Some craters on the plains were just about covered over by the lava to leave a ghost-like impression
"Taking the 6% area of Mercury covered by these northern high latitude smooth plains, and an estimated average depth of one kilometre, gives us a volume of almost 5 million cubic kilometres of lava for these deposits," said James Head, from Brown University.
-- Scientists found a new kind of landform, a kind of crater that has a blue hue and is still a mystery. Here's how Carnegie's press release describes it:
The bright areas are composed of small, shallow, irregularly shaped depressions that are often found in clusters said David T. Blewett, a planetary scientist at the Johns Hopkins University Applied Physics Laboratory (APL) and lead author of one of the Science reports. "The science team adopted the term 'hollows' for these features to distinguish them from other types of pits that are found on Mercury."

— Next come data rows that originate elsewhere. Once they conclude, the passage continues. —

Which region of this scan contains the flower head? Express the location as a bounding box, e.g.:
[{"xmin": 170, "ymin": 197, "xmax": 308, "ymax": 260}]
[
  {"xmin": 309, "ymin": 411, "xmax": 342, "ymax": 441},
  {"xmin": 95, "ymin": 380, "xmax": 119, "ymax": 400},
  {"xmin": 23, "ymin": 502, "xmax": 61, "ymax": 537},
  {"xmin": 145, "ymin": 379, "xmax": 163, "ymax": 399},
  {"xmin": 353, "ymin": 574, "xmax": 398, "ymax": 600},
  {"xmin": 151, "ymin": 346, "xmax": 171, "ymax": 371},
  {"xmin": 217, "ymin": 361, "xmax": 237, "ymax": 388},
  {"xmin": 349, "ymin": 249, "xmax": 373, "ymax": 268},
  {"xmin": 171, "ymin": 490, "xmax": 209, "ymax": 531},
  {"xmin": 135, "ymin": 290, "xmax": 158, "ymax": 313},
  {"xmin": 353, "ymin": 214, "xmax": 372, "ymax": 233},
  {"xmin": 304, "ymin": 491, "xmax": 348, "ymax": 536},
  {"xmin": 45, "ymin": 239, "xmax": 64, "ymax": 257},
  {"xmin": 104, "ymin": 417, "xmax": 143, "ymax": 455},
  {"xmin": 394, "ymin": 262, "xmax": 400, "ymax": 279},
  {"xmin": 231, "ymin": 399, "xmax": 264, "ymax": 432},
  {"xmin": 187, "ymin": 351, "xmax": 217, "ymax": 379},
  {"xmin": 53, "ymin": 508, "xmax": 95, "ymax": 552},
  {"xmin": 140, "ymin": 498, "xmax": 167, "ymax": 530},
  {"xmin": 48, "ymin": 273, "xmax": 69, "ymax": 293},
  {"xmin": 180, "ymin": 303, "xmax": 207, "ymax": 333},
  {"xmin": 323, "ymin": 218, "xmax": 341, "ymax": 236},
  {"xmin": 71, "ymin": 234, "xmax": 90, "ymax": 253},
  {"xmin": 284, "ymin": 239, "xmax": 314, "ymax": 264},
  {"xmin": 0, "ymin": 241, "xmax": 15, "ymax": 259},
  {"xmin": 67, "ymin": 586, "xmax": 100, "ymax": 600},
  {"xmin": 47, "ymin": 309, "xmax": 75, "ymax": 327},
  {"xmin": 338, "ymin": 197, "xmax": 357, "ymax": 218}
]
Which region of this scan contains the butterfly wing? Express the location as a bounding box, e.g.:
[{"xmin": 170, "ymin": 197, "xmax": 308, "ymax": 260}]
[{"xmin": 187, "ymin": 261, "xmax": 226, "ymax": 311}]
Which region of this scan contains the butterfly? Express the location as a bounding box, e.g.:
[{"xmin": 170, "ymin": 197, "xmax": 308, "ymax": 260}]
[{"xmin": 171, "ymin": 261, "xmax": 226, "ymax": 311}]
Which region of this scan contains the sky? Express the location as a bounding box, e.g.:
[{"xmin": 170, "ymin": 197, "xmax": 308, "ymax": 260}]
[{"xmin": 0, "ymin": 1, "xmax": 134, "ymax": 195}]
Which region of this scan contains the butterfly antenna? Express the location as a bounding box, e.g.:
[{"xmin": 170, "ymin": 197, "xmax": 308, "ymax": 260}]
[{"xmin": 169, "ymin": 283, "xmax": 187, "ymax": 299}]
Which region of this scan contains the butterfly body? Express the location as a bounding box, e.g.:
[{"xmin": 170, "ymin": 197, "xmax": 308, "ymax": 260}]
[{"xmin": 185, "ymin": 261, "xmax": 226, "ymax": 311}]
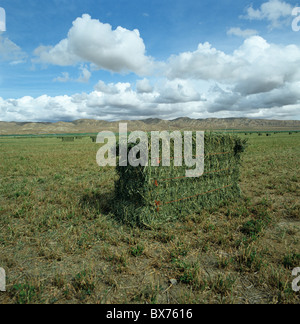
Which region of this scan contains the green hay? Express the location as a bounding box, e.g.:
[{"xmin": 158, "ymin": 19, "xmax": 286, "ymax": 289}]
[
  {"xmin": 113, "ymin": 133, "xmax": 247, "ymax": 227},
  {"xmin": 62, "ymin": 137, "xmax": 75, "ymax": 142}
]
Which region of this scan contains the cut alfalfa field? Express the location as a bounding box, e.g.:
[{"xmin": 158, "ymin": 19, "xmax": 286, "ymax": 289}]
[{"xmin": 0, "ymin": 132, "xmax": 299, "ymax": 304}]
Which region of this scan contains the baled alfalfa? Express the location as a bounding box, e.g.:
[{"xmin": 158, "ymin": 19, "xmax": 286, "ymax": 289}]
[
  {"xmin": 113, "ymin": 133, "xmax": 247, "ymax": 227},
  {"xmin": 62, "ymin": 137, "xmax": 75, "ymax": 142}
]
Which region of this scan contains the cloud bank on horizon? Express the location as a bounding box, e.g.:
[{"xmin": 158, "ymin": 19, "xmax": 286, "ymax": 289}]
[{"xmin": 0, "ymin": 0, "xmax": 300, "ymax": 122}]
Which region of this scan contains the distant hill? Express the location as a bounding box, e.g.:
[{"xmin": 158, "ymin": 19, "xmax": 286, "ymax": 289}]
[{"xmin": 0, "ymin": 118, "xmax": 300, "ymax": 135}]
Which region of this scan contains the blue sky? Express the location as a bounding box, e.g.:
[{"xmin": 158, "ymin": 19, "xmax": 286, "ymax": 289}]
[{"xmin": 0, "ymin": 0, "xmax": 300, "ymax": 121}]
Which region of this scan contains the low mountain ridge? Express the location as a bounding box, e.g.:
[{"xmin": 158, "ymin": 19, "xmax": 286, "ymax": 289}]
[{"xmin": 0, "ymin": 118, "xmax": 299, "ymax": 135}]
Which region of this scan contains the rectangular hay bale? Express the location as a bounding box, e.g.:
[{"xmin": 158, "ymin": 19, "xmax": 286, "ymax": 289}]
[
  {"xmin": 113, "ymin": 133, "xmax": 247, "ymax": 227},
  {"xmin": 62, "ymin": 137, "xmax": 75, "ymax": 142}
]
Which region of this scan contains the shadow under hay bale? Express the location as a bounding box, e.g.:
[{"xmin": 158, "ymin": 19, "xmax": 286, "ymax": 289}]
[
  {"xmin": 80, "ymin": 191, "xmax": 114, "ymax": 215},
  {"xmin": 113, "ymin": 133, "xmax": 247, "ymax": 227}
]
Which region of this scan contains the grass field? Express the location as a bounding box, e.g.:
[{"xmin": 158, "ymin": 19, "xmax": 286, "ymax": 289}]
[{"xmin": 0, "ymin": 132, "xmax": 299, "ymax": 304}]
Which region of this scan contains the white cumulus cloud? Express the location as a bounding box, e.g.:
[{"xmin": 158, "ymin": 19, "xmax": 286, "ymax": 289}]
[
  {"xmin": 165, "ymin": 36, "xmax": 300, "ymax": 96},
  {"xmin": 54, "ymin": 65, "xmax": 91, "ymax": 83},
  {"xmin": 136, "ymin": 79, "xmax": 153, "ymax": 93},
  {"xmin": 1, "ymin": 73, "xmax": 299, "ymax": 122},
  {"xmin": 33, "ymin": 14, "xmax": 154, "ymax": 75},
  {"xmin": 2, "ymin": 17, "xmax": 300, "ymax": 122},
  {"xmin": 0, "ymin": 36, "xmax": 27, "ymax": 62},
  {"xmin": 227, "ymin": 27, "xmax": 258, "ymax": 38},
  {"xmin": 242, "ymin": 0, "xmax": 294, "ymax": 28}
]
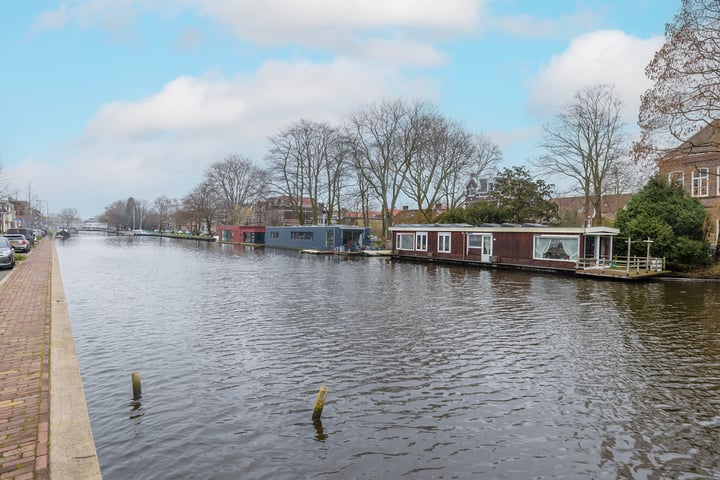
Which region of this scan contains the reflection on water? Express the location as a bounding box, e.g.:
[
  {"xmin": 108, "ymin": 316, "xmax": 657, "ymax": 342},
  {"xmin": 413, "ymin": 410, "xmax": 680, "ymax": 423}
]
[
  {"xmin": 57, "ymin": 234, "xmax": 720, "ymax": 479},
  {"xmin": 313, "ymin": 419, "xmax": 328, "ymax": 442}
]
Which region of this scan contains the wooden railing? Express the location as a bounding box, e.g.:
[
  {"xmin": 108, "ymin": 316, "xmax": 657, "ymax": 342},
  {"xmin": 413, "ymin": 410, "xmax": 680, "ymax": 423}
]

Hollows have been found over a wide range of latitudes and longitudes, suggesting that they are fairly common across Mercury. Many of the depressions have bright interiors and halos, and Blewett says the ones detected so far have a fresh appearance and have not accumulated small impact craters, indicating that they are relatively young.
-- Scientists also report that Mercury has an odd magnetic field. Here's how the Los Angeles Times explains that:
Researchers also discovered that the planet's magnetic field is shifted about 300 miles north from the equator. This could mean there are strange, lopsided internal dynamics occurring in the churning liquid metal in the core.